Daiana Cavalcanti, vítima de cárcere privado pelo médico Bolívar Guerrero, recebeu alta do hospital nesta segunda-feira (29/8), após três meses internada. Ela estava no Hospital Federal de Bonsucesso, no Rio de Janeiro, por complicações em um procedimento de abdominoplastia.

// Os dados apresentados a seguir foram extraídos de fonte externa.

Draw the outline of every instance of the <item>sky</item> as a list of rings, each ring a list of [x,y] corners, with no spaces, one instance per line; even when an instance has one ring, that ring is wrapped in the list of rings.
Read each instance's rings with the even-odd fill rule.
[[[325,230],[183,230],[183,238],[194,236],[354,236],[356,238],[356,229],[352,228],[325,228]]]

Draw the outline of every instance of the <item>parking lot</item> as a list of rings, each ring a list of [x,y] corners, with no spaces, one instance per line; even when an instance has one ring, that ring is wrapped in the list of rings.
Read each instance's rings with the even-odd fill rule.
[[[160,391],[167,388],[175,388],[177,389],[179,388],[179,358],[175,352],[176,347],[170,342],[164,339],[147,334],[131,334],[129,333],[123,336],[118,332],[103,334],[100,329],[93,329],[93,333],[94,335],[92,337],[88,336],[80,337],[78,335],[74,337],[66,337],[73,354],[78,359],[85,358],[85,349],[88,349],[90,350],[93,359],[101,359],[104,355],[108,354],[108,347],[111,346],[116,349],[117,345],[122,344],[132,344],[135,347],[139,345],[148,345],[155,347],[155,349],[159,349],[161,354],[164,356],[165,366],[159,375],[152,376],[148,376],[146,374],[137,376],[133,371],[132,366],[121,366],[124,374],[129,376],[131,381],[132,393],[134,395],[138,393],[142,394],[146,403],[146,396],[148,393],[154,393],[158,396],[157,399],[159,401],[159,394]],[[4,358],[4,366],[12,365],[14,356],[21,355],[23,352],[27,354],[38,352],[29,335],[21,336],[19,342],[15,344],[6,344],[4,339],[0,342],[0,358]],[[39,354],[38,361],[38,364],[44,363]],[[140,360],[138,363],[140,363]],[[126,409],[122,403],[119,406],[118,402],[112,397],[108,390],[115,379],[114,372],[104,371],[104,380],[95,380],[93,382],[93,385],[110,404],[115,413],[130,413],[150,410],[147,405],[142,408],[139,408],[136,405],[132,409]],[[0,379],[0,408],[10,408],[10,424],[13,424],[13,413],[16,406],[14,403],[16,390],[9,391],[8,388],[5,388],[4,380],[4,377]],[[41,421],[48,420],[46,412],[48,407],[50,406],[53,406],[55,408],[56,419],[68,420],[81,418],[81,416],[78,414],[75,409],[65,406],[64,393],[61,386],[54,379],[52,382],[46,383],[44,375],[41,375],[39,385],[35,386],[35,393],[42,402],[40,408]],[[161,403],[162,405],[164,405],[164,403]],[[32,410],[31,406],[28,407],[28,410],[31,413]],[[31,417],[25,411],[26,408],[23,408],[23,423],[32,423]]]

Bolívar foi preso dia 18 de junho pela Delegacia da Mulher de Duque de Caxias após a família de Daiana fazer um registro de ocorrência. A mulher tentou transferência de hospital por duas vezes, mas foi impedida pelo cirurgião plástico.

“Estou feliz por ter alta, mas ainda com receio por ter feridas abertas”, afirmou Daiana, na saída do hospital. “Vou voltar mais vezes ao hospital para avaliar como vai estar a recuperação. Não foi uma alta totalmente, porque tenho que fazer muitos procedimentos. Mas só de me liberarem e terem deixado eu ficar com meu filho, minha família, para mim está sendo uma alegria imensa. Vou ver meu filho depois de quatro meses”, completou, chorando muito.

No último dia 18, o Ministério Público denunciou Bolívar e a técnica de enfermagem Kellen Cristina de Queiroz dos Santos, que atuava como médica, sob suspeita de tentativa de homicídio qualificado contra a paciente.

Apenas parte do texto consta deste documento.